Ebedî kurtuluşun yolu
İmâm-ı Rabbânî (k.s.) Hazretleri, bir mektuplarında şöyle buyurmuşlardır: Ey kardeşim! Muhakkak ki insan, yağlı ve lezzetli yemekler, güzel ve süslü elbiseler için dünyaya gelmemiştir. İnsan dünyevi lezzetlerden faydalanmak, yemek-içmek, eğlenmek ve oyun için de yaratılmamıştır. İnsanın yaratılmasındaki asıl maksat, kendini (Rabb’ine karşı) zelil, hakir, aciz ve muhtaç görmektir ki bu, kulluğun hakikatidir. Lakin bu acizlik ve muhtaç olma hâlinin şeriat-i Mustafaviyye’ye uygun bir şekilde olması gerekmektedir.

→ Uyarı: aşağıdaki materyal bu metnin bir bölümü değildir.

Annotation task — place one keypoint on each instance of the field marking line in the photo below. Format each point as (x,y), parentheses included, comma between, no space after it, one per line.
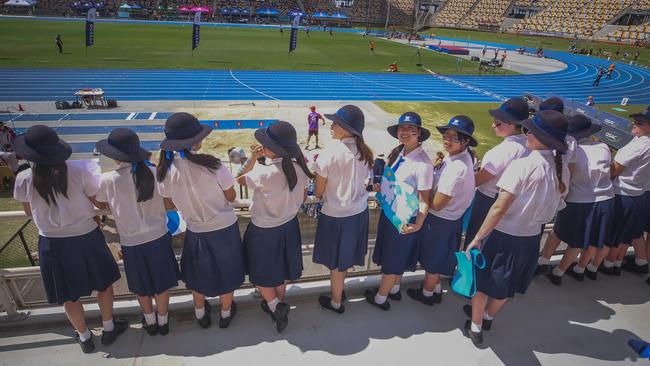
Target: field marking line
(251,88)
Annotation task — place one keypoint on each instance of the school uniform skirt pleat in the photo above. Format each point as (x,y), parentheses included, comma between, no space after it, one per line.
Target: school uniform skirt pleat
(274,255)
(394,252)
(629,219)
(74,267)
(341,242)
(213,262)
(480,208)
(438,241)
(581,225)
(151,268)
(510,264)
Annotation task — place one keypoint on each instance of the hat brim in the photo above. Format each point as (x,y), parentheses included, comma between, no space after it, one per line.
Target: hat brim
(586,132)
(112,152)
(545,138)
(472,140)
(504,117)
(343,123)
(424,134)
(178,145)
(59,156)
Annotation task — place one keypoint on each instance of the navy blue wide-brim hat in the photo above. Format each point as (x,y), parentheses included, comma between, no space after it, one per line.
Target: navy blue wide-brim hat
(123,145)
(350,118)
(550,128)
(41,145)
(281,138)
(412,119)
(182,130)
(512,111)
(463,125)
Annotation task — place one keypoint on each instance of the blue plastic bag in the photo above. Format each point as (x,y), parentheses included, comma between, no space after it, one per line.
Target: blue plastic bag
(464,281)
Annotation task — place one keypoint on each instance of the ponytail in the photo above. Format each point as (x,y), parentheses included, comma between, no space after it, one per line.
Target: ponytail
(50,180)
(144,181)
(364,152)
(558,171)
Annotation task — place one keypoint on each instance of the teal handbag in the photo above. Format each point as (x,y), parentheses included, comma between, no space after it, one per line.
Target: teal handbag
(464,281)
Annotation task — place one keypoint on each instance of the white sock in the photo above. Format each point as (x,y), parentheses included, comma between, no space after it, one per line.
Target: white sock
(273,304)
(163,319)
(108,325)
(475,328)
(380,299)
(150,318)
(85,335)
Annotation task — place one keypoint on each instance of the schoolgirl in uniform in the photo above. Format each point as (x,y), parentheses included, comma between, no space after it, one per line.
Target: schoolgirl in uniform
(507,125)
(342,172)
(440,236)
(585,223)
(530,192)
(630,173)
(74,258)
(397,251)
(201,188)
(272,238)
(140,216)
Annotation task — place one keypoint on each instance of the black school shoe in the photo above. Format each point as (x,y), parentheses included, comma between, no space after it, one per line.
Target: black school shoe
(206,321)
(326,303)
(476,337)
(417,295)
(225,322)
(150,329)
(121,325)
(370,298)
(87,346)
(487,324)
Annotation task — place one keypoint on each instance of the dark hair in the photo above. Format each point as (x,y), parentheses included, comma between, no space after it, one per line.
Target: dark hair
(290,171)
(364,152)
(50,180)
(204,160)
(144,182)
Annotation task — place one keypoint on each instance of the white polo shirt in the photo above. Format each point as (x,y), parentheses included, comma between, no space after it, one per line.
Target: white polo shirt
(635,157)
(457,181)
(533,182)
(345,192)
(591,181)
(137,222)
(272,203)
(71,216)
(499,157)
(198,194)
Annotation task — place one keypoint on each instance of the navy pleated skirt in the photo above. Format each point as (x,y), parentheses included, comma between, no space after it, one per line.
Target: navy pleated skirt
(76,266)
(629,219)
(438,241)
(213,262)
(583,224)
(341,242)
(274,254)
(510,264)
(394,252)
(481,206)
(151,268)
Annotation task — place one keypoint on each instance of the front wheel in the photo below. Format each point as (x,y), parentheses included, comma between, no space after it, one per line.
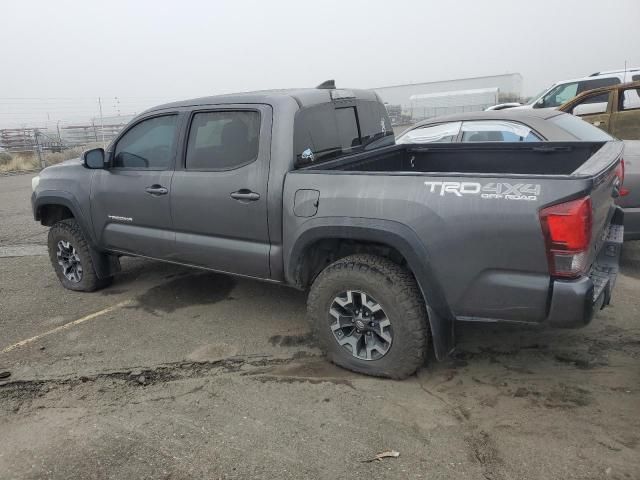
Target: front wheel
(369,316)
(70,257)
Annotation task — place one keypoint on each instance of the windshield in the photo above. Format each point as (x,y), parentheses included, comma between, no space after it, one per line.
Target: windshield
(560,94)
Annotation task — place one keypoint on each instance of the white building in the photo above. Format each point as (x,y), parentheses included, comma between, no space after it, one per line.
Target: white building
(412,102)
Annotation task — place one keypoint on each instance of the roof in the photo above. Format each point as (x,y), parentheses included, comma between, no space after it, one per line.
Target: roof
(304,97)
(535,119)
(507,114)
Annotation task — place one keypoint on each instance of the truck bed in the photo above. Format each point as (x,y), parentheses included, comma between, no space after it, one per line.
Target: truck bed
(549,158)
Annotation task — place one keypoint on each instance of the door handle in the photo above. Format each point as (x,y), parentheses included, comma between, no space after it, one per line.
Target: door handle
(156,190)
(245,195)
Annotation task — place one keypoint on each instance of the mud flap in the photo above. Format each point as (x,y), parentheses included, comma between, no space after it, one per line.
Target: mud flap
(105,265)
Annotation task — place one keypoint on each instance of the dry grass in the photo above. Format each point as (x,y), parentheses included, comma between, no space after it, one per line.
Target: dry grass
(18,161)
(10,162)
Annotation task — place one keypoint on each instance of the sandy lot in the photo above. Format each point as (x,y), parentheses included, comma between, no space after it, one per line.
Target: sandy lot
(174,373)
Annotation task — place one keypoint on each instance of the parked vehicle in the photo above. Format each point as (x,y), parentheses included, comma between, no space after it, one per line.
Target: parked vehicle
(308,188)
(534,126)
(614,109)
(562,91)
(503,126)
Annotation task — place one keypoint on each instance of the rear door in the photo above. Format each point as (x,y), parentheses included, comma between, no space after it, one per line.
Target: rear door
(625,122)
(219,190)
(130,202)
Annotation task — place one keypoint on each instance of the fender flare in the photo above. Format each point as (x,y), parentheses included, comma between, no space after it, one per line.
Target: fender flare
(392,234)
(105,265)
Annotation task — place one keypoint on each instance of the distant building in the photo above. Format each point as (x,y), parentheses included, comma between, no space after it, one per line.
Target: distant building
(413,102)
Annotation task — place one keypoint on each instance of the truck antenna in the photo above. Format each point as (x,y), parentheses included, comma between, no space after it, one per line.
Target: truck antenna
(327,85)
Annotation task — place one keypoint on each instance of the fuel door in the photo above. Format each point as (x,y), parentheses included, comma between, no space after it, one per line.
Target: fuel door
(305,203)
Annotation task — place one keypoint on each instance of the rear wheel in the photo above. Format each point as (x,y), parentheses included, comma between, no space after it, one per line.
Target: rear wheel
(369,316)
(70,257)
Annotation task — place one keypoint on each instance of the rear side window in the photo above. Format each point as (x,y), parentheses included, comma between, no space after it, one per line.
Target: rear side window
(592,105)
(222,140)
(580,129)
(147,145)
(497,131)
(328,130)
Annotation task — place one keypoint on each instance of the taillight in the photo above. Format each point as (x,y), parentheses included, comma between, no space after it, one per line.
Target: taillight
(567,230)
(620,174)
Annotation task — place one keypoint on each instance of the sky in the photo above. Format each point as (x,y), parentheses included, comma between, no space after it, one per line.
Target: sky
(60,57)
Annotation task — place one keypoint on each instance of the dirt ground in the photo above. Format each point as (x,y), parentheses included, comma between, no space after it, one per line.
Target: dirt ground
(177,374)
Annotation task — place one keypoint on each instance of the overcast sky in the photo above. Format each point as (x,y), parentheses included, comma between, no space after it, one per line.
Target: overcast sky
(59,56)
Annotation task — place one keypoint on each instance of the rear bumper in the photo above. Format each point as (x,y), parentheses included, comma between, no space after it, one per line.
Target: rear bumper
(632,223)
(575,302)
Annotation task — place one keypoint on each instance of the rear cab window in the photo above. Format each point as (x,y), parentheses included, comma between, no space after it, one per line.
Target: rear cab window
(497,131)
(329,130)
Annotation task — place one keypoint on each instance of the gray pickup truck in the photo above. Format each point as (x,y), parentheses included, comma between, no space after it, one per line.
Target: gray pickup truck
(395,243)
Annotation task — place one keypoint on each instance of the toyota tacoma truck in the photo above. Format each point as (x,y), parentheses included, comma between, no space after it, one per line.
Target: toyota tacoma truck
(394,243)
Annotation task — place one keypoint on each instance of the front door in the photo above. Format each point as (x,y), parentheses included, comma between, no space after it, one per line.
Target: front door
(219,191)
(130,202)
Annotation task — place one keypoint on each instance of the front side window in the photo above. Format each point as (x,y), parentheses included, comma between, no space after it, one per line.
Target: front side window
(223,140)
(147,145)
(441,133)
(592,105)
(497,131)
(630,99)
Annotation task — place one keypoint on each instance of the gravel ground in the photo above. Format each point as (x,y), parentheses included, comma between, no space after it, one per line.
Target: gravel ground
(174,373)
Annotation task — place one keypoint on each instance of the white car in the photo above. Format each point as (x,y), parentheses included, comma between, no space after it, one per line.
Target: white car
(565,90)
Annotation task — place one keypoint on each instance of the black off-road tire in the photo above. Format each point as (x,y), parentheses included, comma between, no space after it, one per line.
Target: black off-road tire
(396,291)
(69,231)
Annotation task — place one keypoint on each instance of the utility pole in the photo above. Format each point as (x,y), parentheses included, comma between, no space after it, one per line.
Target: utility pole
(36,133)
(101,121)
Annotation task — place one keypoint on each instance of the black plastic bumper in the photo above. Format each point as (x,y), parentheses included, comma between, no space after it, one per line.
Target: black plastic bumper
(575,302)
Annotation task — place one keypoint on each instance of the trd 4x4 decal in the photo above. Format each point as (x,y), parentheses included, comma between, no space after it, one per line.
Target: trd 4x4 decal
(506,191)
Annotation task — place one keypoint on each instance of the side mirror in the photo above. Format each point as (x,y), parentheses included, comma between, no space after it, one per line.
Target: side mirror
(94,158)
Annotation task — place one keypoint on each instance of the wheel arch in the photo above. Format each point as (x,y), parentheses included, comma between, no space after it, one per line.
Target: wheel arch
(52,207)
(398,239)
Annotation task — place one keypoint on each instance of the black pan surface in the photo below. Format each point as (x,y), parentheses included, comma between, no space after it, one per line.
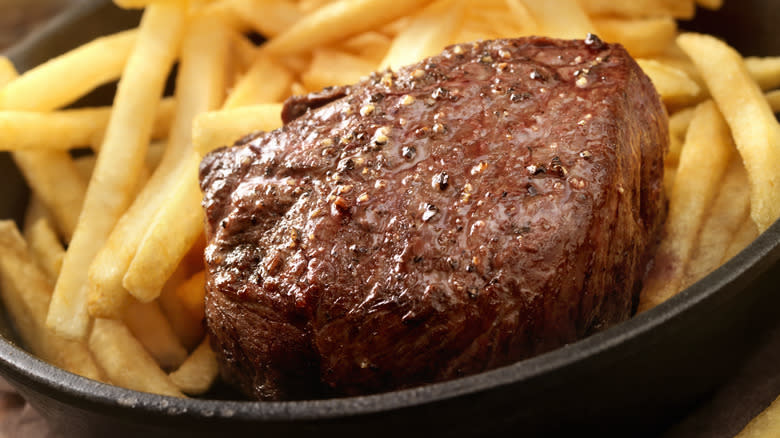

Ehl-i Sünnet ve’l-Cemaat âlimlerinin görüşlerine uygun olarak amel ve itikat cihetinden şeriatin hükümleri ile süslendikten sonra lazım olan, bâtınını (kalbini) Allahutaala'yı zikir ile tamir etmektir. Hususiyle size tarif edilen Tarîkat-i Nakşibendiyye-i Aliyye zikri ile bâtın mamur edilmeli, güzelleştirilmelidir. Çünkü diğer bütün yolların nihayetinde elde edilen makamlar, bu büyüklerin yolunda, henüz başlangıçta verilmiştir. Ve onların durumu, diğer bütün nispetlerin üstündedir. Basireti (aklı) az olan kimseler bunu ister kabul etsin, ister etmesin. Burada maksat, dostları teşvik etmek ve bu yola yönlendirmektir.
Velhasıl ebedî kurtuluş, Allahutaala’yı çokça zikretmeye bağlı kılındı. Allahutaala, Enfâl Sûresi’nin 45. ayetikerimesinde mealen, “… ve Allahutaala’yı çok zikreyleyin ki kurtuluşa erebilesiniz,” buyurmuştur. Bu ayetikerime, bu mananın şahididir. Zikir ile çokça meşgul olmak ve insanı zikirden alıkoyan her şeye buğzetmek lazımdır. Kurtuluşun reçetesi, yalnızca budur.
Yine Ra’d Sûresi’nin 28. ayetikerimesinde, Allahutaala’nın mealen, “… Haberiniz olsun ki kalpler ancak Allah’ın zikriyle mutmain olur,” buyurması, bu anlattığımıza kati bir delildir. Biz, Allahutaala’dan muvaffakiyet, bu yolda sebat ve istikamet talep ederiz. Selam, hak yola ve Resûlullah (s.a.v.) Efendimiz'e tabi olanların üzerine olsun (Mektûbât-ı İmâm-ı Rabbânî, c.1, m. 206.).